Foi o gosto pela natureza. Só após viver cá é que podemos sentir esta sensação única e tão humana, que é viver em harmonia com a natureza. Esta autenticidade presente aqui, acaba por ser uma paixão que me fez fixar aqui, inicialmente como jovem estudante a tentar lutar contra a extinção de uma raça. Senti que fiz a diferença, cumpri um papel na sociedade e contribui para o equilíbrio da coesão territorial nacional. Penso ser um pequeno exemplo de que também existe qualidade de vida no interior, pois tento promover um desenvolvimento económico associado à natureza, o chamado capital natural.
Como é que o seu percurso de vida o levou a desenvolver a sua paixão?
Vim de Esposende, uma cidade no litoral e fui estudar para Vila Real, onde existe uma forte ruralidade. Sempre estive ligado à recuperação e tratamento de animais selvagens, através de uma associação, que ajudei também a desenvolver, o Núcleo do Estudo e Proteção do Ambiente. Descobri o Parque Natural do Douro Internacional, uma região única de Portugal e, a partir daí, apaixonei-me pelo mundo rural e pelo mundo selvagem desta região.
E quando começou esta aventura com o Burro de Miranda?
Terminei o curso em 2001 com a ideia de trabalhar em Trás-dos-Montes.
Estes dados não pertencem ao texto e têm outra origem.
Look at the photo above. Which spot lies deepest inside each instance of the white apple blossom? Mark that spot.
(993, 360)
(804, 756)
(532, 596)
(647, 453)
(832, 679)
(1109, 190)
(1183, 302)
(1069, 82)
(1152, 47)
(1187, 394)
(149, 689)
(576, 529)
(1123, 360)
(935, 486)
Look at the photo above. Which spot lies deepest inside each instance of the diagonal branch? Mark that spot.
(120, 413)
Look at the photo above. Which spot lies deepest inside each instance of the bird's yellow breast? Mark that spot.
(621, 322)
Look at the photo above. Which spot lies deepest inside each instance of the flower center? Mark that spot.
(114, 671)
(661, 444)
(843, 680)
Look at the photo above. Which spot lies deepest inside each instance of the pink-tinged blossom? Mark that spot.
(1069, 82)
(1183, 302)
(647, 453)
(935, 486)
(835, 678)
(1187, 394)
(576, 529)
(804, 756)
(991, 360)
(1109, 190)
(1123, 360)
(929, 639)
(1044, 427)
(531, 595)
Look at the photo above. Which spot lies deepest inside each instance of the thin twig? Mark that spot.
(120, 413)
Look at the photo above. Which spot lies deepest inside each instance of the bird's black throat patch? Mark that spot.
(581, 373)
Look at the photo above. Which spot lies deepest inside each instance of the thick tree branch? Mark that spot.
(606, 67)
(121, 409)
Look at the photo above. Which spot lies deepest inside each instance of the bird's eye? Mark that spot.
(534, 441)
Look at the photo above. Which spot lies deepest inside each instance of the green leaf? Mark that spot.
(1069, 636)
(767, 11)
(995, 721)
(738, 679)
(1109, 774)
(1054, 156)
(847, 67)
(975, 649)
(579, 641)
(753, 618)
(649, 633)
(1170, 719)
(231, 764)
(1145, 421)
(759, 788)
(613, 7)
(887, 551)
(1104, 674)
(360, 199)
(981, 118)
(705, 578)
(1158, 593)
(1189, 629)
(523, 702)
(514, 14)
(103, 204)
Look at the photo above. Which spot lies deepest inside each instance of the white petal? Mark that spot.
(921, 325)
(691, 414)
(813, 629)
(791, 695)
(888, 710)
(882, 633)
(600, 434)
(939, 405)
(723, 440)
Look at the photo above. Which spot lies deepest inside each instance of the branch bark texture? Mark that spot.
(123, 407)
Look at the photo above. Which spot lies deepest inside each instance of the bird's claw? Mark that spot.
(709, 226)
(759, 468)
Por coincidência, surgiu uma oportunidade de dinamizar um projeto que pretendia proteger da extinção esta raça particular, o Burro de Miranda, e apoiar à dinamização da AEPGA – Associação para o Estudo e Proteção do Gado Asinino.
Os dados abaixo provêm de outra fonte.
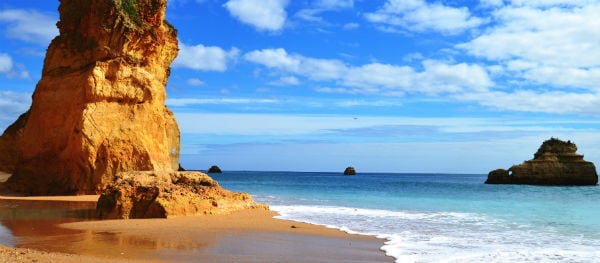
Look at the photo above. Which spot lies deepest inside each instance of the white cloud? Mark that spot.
(319, 6)
(491, 3)
(11, 69)
(550, 3)
(6, 63)
(436, 78)
(554, 45)
(286, 81)
(195, 82)
(183, 102)
(556, 102)
(274, 58)
(264, 15)
(316, 69)
(333, 4)
(351, 26)
(205, 58)
(420, 16)
(29, 25)
(12, 104)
Este animal é particular para si, mas o que o levou a apaixonar-se por ele?
É um animal extremamente dócil, esta foi uma das razões para ser uma das primeiras espécies a ser domesticadas. O burro terá sido o animal que convive há mais tempo com o Homem, há cerca de 6000 anos, pois é um animal que gosta do contacto com o Homem. É amistoso, de fácil trato, muito estoico e resistente, o que faz dele um animal particular. Para quem não conhece, tem de conhecer! O burro tem um potencial enorme como animal doméstico e de companhia para quem tem espaço para desfrutar da sua presença. É um animal que nos conquista com muita facilidade, um amigo, uma companhia. Conheço casos em que o burro sofre, fica deprimido pela morte do seu dono, e mesmo não falando a nossa língua, percebe-se as suas emoções. Impossível não me apaixonar por estes animais, porque eles são tão fascinantes, afetuosos e um excelente animal de companhia.
A dedicação ao associativismo não foi a escolha mais cómoda como veterinário. Que retrospetiva tem sobre este percurso?
O trabalho associativo na área da proteção animal não deveria ser tão difícil, deveria existir outra forma de distribuição de fundos de desenvolvimento rural, é uma luta quotidiana para superar as nossas dificuldades. É preciso muita resiliência para conseguir ultrapassar tantos obstáculos e frustrações por não acreditarem naquilo que desenvolvemos. No entanto, o reconhecimento dos animais, das pessoas e das comunidades locais, compensa e faz-nos esquecer as coisas menos boas.
Esta sua longa missão de salvar e proteger o Burro de Miranda foi cumprida?
Estamos no bom caminho! De facto, passando 20 anos, a raça do Burro de Miranda tem um futuro mais risonho. Há mais nascimentos, a população está mais rejuvenescida e espalhada pelo país e foi importante criar sustentabilidade económica associada à proteção desta espécie. A missão inicial de salvar o burro de Miranda foi cumprida, ajustamos novos objetivos. Inicialmente, a grande preocupação era salvar da extinção esta raça autóctone, hoje em dia, os grandes desafios são manter a qualidade de vida e o bem-estar deste e de outros animais.